Abercrombie and Fitch 'wrongly fired' Muslim over headscarf
US clothing retailer Abercrombie and Fitch wrongly fired a Muslim worker for wearing a headscarf, a judge has ruled.
Federal Judge Yvonne Gonzalez Rogers ruled the firm violated anti-discrimination laws when it sacked Hani Khan from a Hollister brand shop.
Ms Khan was initially allowed to wear a scarf in Hollister colours at the San Mateo, California shop but was told remove it and fired when she refused.
The retailer had argued deviation from its "look policy" would affect sales.
But Judge Rogers of the Northern District of California said Abercrombie and Fitch had not proven it faced undue hardship to accommodate employees who wear headscarves for religious reasons.
The lawsuit, brought by the US Equal Employment Opportunity Commission, now goes to a trial on 30 September where a jury will determine damages.
No 'undue hardship'
Ms Khan had initially been hired at Hollister, a store under Abercrombie and Fitch's corporate umbrella, with the understanding she would be able to wear her headscarf to work, according to court records.

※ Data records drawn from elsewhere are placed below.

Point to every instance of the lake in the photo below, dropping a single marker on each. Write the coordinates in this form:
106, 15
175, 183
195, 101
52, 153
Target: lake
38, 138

But four months into her employment, a district manager suspended her with pay after Ms Khan refused to take off the covering. She was later fired.
Her lawyers argued that there had been no complaints about Ms Khan's performance at work.
"I was shocked and surprised when I was asked to remove my hijab [headscarf] and then fired for refusing to comply," Ms Khan said in a statement.
In her ruling, Judge Rogers said Abercrombie and Fitch's lawyers had only offered "unsubstantiated opinion testimony of its own employees to support its claim of undue hardship" and had undercut its own argument by offering to rehire Ms Khan with her headscarf.
Ms Khan was supported by the Council on American-Islamic Relations (CAIR).
A spokeswoman said the organisation hoped the lawsuit would push the company to change its policies and clarify religious accommodations.
"At the heart of this case is the belief that no-one should ever have to choose between their religion and work," said Zahra Billoo of CAIR's San Francisco office.